Appalled by the conditions experienced by such unfortunate people, Susan developed a proposal for a public asylum—the first in Scotland and one of the first anywhere. Although she was wealthy, this was not necessarily enough to convince the town’s leaders and those of the local Kirk (church) to go along with her plan. She therefore recruited an important ally: Alexander Christie, a well-respected merchant. The plan was ultimately successful, and the Montrose Asylum opened in 1781.
Montrose Town Council was often reluctant to give Susan Carnegie the credit she was due for founding the asylum, a fact she noted in her correspondence. But her role in shaping Montrose Asylum was far from over.

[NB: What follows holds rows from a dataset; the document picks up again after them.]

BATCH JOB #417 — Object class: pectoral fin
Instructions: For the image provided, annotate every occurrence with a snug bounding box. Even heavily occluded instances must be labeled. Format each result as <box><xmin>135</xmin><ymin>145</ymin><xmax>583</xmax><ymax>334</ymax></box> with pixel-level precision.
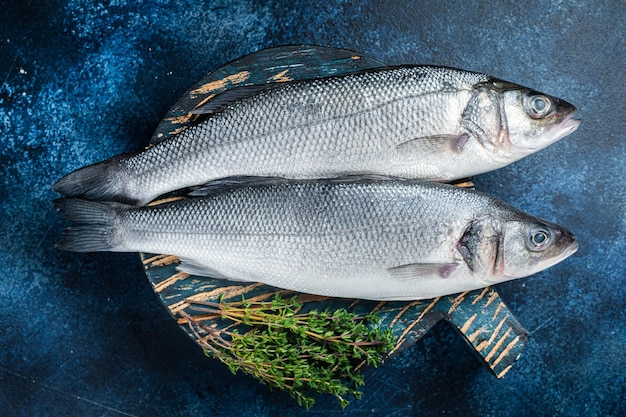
<box><xmin>396</xmin><ymin>133</ymin><xmax>470</xmax><ymax>155</ymax></box>
<box><xmin>176</xmin><ymin>259</ymin><xmax>246</xmax><ymax>281</ymax></box>
<box><xmin>388</xmin><ymin>263</ymin><xmax>459</xmax><ymax>281</ymax></box>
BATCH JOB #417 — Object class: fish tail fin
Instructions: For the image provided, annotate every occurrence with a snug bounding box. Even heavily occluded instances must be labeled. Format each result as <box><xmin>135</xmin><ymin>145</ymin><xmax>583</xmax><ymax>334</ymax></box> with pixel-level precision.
<box><xmin>54</xmin><ymin>198</ymin><xmax>130</xmax><ymax>252</ymax></box>
<box><xmin>52</xmin><ymin>155</ymin><xmax>138</xmax><ymax>205</ymax></box>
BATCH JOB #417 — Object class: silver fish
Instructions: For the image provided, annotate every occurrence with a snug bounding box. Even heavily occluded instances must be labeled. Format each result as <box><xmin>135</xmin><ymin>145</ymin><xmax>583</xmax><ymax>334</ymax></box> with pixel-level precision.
<box><xmin>56</xmin><ymin>180</ymin><xmax>578</xmax><ymax>300</ymax></box>
<box><xmin>54</xmin><ymin>66</ymin><xmax>580</xmax><ymax>205</ymax></box>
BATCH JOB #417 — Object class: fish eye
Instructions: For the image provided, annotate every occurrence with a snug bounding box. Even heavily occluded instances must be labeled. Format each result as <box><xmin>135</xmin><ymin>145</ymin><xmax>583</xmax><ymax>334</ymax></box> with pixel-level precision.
<box><xmin>527</xmin><ymin>96</ymin><xmax>552</xmax><ymax>119</ymax></box>
<box><xmin>526</xmin><ymin>229</ymin><xmax>551</xmax><ymax>251</ymax></box>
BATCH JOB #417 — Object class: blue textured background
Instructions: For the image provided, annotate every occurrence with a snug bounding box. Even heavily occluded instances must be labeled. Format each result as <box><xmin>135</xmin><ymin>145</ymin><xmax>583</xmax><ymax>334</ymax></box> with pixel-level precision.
<box><xmin>0</xmin><ymin>0</ymin><xmax>626</xmax><ymax>416</ymax></box>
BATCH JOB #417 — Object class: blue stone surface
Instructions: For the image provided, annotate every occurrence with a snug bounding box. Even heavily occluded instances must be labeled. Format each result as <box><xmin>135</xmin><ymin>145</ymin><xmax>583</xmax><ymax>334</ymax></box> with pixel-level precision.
<box><xmin>0</xmin><ymin>0</ymin><xmax>626</xmax><ymax>416</ymax></box>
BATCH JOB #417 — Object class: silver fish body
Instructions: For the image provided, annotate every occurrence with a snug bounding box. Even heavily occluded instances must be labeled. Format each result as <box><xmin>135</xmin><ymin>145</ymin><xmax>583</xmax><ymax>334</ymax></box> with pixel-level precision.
<box><xmin>56</xmin><ymin>180</ymin><xmax>578</xmax><ymax>300</ymax></box>
<box><xmin>54</xmin><ymin>66</ymin><xmax>579</xmax><ymax>205</ymax></box>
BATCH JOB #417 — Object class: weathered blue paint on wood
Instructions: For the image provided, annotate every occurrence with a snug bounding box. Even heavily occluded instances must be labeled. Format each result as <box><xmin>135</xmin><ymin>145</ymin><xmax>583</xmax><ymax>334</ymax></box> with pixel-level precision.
<box><xmin>142</xmin><ymin>46</ymin><xmax>528</xmax><ymax>378</ymax></box>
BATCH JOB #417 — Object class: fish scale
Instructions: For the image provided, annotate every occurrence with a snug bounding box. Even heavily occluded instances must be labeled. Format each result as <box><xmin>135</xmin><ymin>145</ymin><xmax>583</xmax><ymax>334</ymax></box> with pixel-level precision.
<box><xmin>54</xmin><ymin>66</ymin><xmax>578</xmax><ymax>205</ymax></box>
<box><xmin>56</xmin><ymin>179</ymin><xmax>577</xmax><ymax>300</ymax></box>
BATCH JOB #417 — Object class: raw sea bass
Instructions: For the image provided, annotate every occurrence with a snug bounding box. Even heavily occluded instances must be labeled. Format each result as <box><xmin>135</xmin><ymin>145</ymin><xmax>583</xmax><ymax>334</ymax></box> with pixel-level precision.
<box><xmin>54</xmin><ymin>66</ymin><xmax>580</xmax><ymax>205</ymax></box>
<box><xmin>55</xmin><ymin>180</ymin><xmax>578</xmax><ymax>300</ymax></box>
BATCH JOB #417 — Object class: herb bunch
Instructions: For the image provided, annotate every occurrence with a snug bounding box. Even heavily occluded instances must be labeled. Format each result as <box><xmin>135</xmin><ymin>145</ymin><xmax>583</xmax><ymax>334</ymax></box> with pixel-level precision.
<box><xmin>182</xmin><ymin>295</ymin><xmax>394</xmax><ymax>409</ymax></box>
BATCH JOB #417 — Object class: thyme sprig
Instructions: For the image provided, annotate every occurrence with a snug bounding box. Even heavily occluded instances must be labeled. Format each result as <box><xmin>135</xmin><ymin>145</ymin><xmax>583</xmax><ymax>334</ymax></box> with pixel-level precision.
<box><xmin>182</xmin><ymin>295</ymin><xmax>394</xmax><ymax>409</ymax></box>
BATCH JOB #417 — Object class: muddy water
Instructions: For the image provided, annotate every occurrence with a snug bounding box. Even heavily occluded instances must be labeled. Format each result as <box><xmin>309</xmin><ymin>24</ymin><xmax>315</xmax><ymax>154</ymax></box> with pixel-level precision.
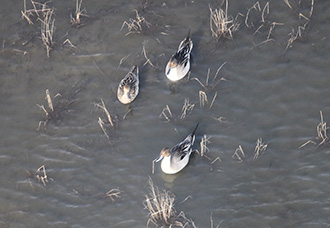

One of Carnegie’s roles was to recruit subscribers for the asylum—in other words, convince people to donate money to support the charitable endeavour. She succeeded in securing the asylum’s future long after her death. (George Carnegie also attracted the odd subscriber.) Susan Carnegie further contributed to Montrose Asylum’s financial success by suggesting that its managers apply for a Royal Charter. In addition to its prestige, a Royal Charter would allow the asylum to hold stock and land and accept these sorts of financial donations too. In 1811, eight years after she suggested it, the asylum became the Royal Lunatic Asylum, Infirmary and Dispensary of Montrose. In the 19th century, the institution was renamed Sunnyside Royal Asylum.
But Carnegie’s greatest contribution may have been her influence over the asylum's approach to mental health care. Early on, she successfully pushed for the asylum to have resident medical superintendents. Prior to that, Montrose’s physicians rotated in month to month, never really getting to know the patients. But as of 1799, the physicians adopted Carnegie’s suggestion and switched to a yearly rotation, accepting a salary as compensation. Finally, in 1834, 13 years after Carnegie’s death, the asylum hired a permanent medical superintendent. This was W. A. F. Browne, who would become one of the most influential Scottish psychiatrists of the 19th century, pioneering occupational therapy, art therapy, and non-restraint.
Although Browne gets a great deal of credit for his achievements, which grew in importance after he was poached by Elizabeth Crichton (another female mental health reformer from Scotland) to set up Crichton Royal in the southwest of Scotland, he was following in the example set by Susan Carnegie in Montrose Asylum’s first 50 years. Carnegie always advocated kind, caring treatment, especially for the so-called pauper lunatics, who were cared for without charge. She ensured the buildings and grounds were clean and well cared for and that patients were treated by highly trained physicians.
The history of mental health treatment includes a number of celebrated female reformers. In addition to Elizabeth Crichton, it is worth mentioning Dorothea Dix, who pushed for public asylums in the United States, and, more recently, Judi Chamberlin, who advocated for the rights of the mentally ill. But the first woman to really make a difference was Susan Carnegie. Her efforts predate even the pioneering reforms of the Tuke family at the York Retreat and Philippe Pinel in France. More people should know about the accomplishments of Susan Carnegie, a true figure of the Scottish Enlightenment.
References
Walbaum, S.D. (2019). The invisible woman: Susan Carnegie and Montrose Lunatic Asylum. History of Psychiatry 30 (4), 409-23.